Albert King: A Centennial Appreciation

To hear him tell it, blues musician Albert King was born on April 25, 1923, in Indianola, Mississippi; half-brother to B.B. King, and, like his more famous sibling, a self-taught guitarist who transformed one of America’s great native art forms. That last part is certainly true, but Albert was no relation to B.B. His birth name was Albert Nelson, and he was probably born in Aberdeen, Mississippi (150 miles from B.B.’s native Indianola), likely in 1923, but possibly a year later.
Why the fibs about his birth? For one thing, he enjoyed telling tall tales. Everything was larger than life with Albert King. The 6-foot-4, 250-pound, pipe-smoking behemoth worked his way up from a hardscrabble childhood—one of 13 children, he spent his youth picking cotton and doing other manual tasks before he could support himself with music. At one point, he even worked as a bulldozer operator, which was one reason some people later called him “The Velvet Bulldozer.” Another was the brilliant contrast between his soothing voice and the wailing notes of his guitar, Lucy (named, he insisted, for comedienne Lucille Ball, not for B.B.’s beloved Lucille). In any case, he found it convenient as a struggling young bluesman in the 1950s to lead the public to think he had some connection to the well-known B.B.
In his 30s, Albert traveled and the Mississippi River Valley, finally ending up in Memphis, where he joined the Stax record label and gained a following with singles like “Don’t Throw Your Love on Me So Strong,” “Laundromat Blues,” and “Crosscut Saw.” His insistent, wiry guitar stood out like lightning against a smooth rhythm section, creating a sound that owed much to Texas bluesman T-Bone Walker, but with a brashness miles apart from Walker’s elegant crooning. In fact, King’s distinctive playing would eventually set the standard for many of the next generation’s best musicians, and make him probably the most influential blues musician after Robert Johnson.

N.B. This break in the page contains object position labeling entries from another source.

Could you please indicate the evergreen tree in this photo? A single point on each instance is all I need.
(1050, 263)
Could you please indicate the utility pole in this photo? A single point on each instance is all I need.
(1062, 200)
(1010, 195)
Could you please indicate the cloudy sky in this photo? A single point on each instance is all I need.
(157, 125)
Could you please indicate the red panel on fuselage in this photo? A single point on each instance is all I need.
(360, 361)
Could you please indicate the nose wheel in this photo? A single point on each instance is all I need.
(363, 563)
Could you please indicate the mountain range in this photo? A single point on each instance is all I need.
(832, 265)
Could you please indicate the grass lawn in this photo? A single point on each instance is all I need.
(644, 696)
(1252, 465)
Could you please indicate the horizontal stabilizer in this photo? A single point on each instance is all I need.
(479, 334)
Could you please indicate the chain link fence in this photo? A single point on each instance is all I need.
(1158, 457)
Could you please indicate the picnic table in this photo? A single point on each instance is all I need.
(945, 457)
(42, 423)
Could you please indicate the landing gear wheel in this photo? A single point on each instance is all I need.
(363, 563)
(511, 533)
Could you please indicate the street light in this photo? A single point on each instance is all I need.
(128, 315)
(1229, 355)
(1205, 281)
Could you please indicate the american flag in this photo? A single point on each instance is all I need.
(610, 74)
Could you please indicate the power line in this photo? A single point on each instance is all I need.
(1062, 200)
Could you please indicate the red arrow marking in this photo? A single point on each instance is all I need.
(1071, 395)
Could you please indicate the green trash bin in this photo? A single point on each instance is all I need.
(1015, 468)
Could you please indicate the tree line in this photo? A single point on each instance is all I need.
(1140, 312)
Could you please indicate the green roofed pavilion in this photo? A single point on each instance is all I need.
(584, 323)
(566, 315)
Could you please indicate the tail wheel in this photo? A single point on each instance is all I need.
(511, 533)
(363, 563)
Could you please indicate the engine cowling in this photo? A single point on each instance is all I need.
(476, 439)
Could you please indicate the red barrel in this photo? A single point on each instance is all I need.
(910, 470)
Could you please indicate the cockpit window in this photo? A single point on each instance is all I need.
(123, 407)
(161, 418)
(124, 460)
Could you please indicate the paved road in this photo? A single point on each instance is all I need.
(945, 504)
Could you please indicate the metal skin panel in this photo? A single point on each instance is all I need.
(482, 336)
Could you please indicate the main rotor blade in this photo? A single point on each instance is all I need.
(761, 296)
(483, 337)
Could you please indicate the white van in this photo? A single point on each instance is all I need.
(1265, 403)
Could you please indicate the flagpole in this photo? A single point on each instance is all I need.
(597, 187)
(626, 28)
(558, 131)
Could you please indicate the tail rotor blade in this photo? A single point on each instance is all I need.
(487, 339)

Surely nobody who heard them ever confused him with B.B. Where the latter wrought a fine, slightly woody tone and elegant vibrato from his glossy black Gibson semi hollow-body, Albert would stand on the stage, sweat pouring from his face like a monsoon, and wring out of Lucy—a rocket-shaped 1959 Flying V—a voice as insistent as barbed wire and as electrified as a jet engine. He was left-handed, so he played Lucy upside-down—not stringing her as a left-handed guitar, but simply flipping her over—and employed totally idiosyncratic tunings, while hitting her strings with his thumb instead of a pick, because, he said, he got so into the music that he always dropped a pick.